SUBTEXT: It’s a little unsettling when people point out how long our intestines are.
Throughout the rest of the book he continues pointing out subtext in jokes. With good subtext, you’re in a good spot. You can work from there.
Subtext applies to other creative things. What’s the subtext of this blog? I’m trying to improve creatively but foolishly think I can shortcut my way there.
What’s the subtext what’s the subtext what’s the subtext. That can be my mantra when writing jokes. Or writing anything.
Steven Pressfield wrote about something similar in Nobody Wants to Read Your Sh*t:
When you as a writer carry over and apply this mode of thinking to other fields, say the writing of novels or movies or nonfiction, the first question you ask yourself at the start of any project is, “What’s the concept?”
He describes it as concept and subtext seems to be concept applied to jokes.
Let me try finding subtext to a joke. I went to a Chuck Klosterman talk today and he re-told a Mitch Hedburg joke. Someone asked if we should still be motivated looking for answers if we’ll probably be very wrong anyway.
You shouldn’t just stop because you know the ending will be bad. It’s like one of Mitch Hedburg’s jokes.

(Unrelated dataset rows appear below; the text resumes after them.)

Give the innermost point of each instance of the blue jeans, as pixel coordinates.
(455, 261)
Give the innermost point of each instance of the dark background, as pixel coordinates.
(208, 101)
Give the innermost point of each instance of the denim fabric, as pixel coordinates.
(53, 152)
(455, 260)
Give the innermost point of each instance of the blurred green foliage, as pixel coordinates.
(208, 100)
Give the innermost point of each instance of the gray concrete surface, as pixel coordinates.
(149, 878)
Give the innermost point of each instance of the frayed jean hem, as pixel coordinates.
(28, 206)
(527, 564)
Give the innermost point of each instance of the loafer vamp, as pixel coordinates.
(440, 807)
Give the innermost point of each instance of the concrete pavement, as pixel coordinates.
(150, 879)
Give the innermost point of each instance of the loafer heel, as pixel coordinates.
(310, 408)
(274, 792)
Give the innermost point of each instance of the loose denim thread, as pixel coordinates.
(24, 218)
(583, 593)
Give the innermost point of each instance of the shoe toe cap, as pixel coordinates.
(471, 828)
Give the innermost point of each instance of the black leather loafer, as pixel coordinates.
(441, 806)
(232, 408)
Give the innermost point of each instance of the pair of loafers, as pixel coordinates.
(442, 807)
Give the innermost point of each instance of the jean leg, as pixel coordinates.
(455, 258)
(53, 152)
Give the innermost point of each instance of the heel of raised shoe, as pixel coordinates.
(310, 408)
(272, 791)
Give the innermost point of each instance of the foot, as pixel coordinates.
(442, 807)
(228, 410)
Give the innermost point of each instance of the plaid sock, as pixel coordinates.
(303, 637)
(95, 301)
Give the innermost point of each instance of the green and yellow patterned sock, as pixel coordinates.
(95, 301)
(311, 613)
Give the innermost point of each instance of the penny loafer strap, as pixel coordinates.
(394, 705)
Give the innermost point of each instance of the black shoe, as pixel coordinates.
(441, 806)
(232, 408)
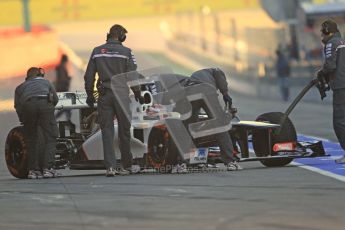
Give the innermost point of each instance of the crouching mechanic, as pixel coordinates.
(216, 78)
(34, 102)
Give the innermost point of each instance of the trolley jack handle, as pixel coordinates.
(229, 109)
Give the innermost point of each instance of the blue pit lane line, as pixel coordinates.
(324, 165)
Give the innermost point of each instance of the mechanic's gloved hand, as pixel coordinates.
(227, 99)
(90, 100)
(138, 97)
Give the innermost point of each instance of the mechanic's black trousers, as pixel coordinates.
(339, 115)
(41, 131)
(108, 107)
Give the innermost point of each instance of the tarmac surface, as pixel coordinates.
(257, 197)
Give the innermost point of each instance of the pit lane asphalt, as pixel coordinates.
(255, 198)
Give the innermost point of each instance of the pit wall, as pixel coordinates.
(21, 50)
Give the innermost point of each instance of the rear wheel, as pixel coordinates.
(16, 153)
(286, 133)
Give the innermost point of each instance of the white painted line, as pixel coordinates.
(320, 171)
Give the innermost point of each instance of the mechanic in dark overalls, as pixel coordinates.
(333, 70)
(34, 102)
(109, 59)
(216, 78)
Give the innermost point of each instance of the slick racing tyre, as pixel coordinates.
(16, 153)
(160, 148)
(286, 133)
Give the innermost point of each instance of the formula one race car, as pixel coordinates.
(79, 145)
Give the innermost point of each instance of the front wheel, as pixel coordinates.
(286, 133)
(16, 153)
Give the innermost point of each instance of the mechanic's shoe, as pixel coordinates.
(110, 172)
(122, 172)
(179, 168)
(35, 174)
(233, 166)
(341, 160)
(50, 173)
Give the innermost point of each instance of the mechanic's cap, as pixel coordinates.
(329, 26)
(34, 72)
(117, 30)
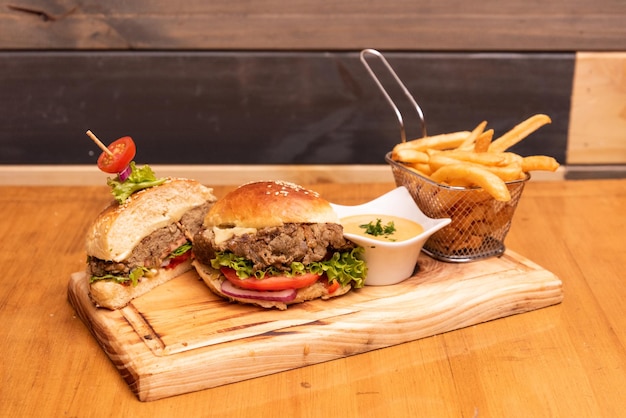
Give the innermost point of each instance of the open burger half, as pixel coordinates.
(145, 241)
(273, 244)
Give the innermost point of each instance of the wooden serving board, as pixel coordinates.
(181, 338)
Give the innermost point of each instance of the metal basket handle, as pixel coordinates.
(420, 114)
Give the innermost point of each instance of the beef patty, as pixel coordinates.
(276, 246)
(154, 248)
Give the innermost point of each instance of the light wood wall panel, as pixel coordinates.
(597, 133)
(426, 25)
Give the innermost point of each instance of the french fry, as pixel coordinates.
(421, 168)
(539, 162)
(483, 158)
(519, 132)
(483, 141)
(455, 174)
(410, 156)
(468, 143)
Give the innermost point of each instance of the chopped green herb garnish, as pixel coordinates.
(378, 229)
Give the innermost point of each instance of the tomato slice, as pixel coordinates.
(123, 150)
(332, 288)
(272, 282)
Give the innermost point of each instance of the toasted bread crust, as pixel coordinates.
(269, 203)
(119, 228)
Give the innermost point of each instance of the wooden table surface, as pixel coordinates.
(564, 360)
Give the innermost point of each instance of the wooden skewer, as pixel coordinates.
(99, 143)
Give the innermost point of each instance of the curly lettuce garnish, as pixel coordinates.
(139, 178)
(133, 277)
(347, 267)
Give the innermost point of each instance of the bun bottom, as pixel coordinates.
(112, 295)
(213, 279)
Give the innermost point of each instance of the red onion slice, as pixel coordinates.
(125, 173)
(286, 295)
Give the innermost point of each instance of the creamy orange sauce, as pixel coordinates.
(403, 229)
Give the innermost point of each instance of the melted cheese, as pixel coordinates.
(224, 234)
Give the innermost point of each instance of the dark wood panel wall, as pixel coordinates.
(275, 81)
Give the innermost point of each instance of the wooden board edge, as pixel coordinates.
(350, 336)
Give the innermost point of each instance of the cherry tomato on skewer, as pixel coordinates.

“Why do you drink, Dont you know you’ll get a hangover?”
“Yeah. At the end.”
It’d be like not eating apples because you know there’s a core.
How much can an ending really ruin the rest of the journey? Lost fans might chime in here.
The subtext is that people rarely consider consequences. Well, they do, but it’s hard to have the right perspective in comparing experiences if one is happening right now and the other is later on. Would anyone drink if the cost was having the headache before drinking?
Well, yes. Probably. Bad example.
Maybe the subtext is simply that people love alcohol.
What other jokes come from the consequences subtext? What’s worth doing something horrible for?
It’s the opposite of exercising, where you intentionally feel like garbage to feel better the entire rest of the time.